British civil servant and public administrator

Dinah Nichols CB (born 1943) is a retired British civil servant and public administrator. She is known for her 35-year career in the UK Civil Service, including senior roles in the Department for Environment, Food and Rural Affairs (DEFRA), leading the UK delegation to the Kyoto Climate Conference and the World Summit on Sustainable Development, and as Chair of Keep Britain Tidy.

== Early life and education ==
Nichols studied history at Bedford College, London from 1962 to 1965, becoming the first in her family to attend university.
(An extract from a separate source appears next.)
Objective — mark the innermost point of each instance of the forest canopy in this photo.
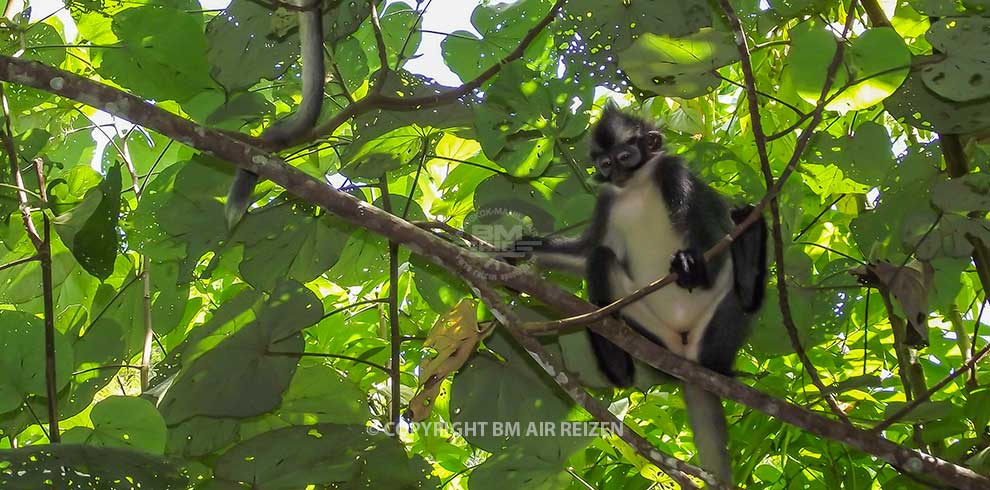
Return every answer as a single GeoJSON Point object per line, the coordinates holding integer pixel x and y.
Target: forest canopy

She was awarded the Reid Arts Scholarship as an undergraduate, sang in the Imperial College Choir, performed with the ULU Gilbert and Sullivan Society, and served as Treasurer of the Students’ Union.

== Civil Service career ==
After graduating, Nichols joined the Ministry of Transport as a fast stream entrant, at a time when the Civil Service was predominantly male. Over a 35-year career, she held 20 different posts across five government departments. Her roles included involvement in the first attempt at devolution, inner city regeneration following the 1981 riots, serving as Private Secretary to both Labour and Conservative Transport Ministers, and overseeing the government’s property estate.

In her final full-time post as Director General for Environment at DEFRA, Nichols headed the UK delegation to the Kyoto Climate Change Conference and the World Summit on Sustainable Development.

== Later career ==
After leaving the Civil Service, Nichols held a variety of appointments in the private, public and charitable sectors. She served as a Crown Estate Commissioner, a non-executive director of Pennon Group, Chair of the National Forest Company, and Chair of Keep Britain Tidy. She is also a governor of Plymouth University.

== Honours and recognition ==
Nichols was appointed a Companion of the Order of the Bath (CB). She is an Honorary Fellow of Royal Holloway, University of London.

She funds the annual Dinah and Jessica Nichols Scholarship for postgraduate study in History at Royal Holloway, in memory of her sister, who also studied at Bedford College.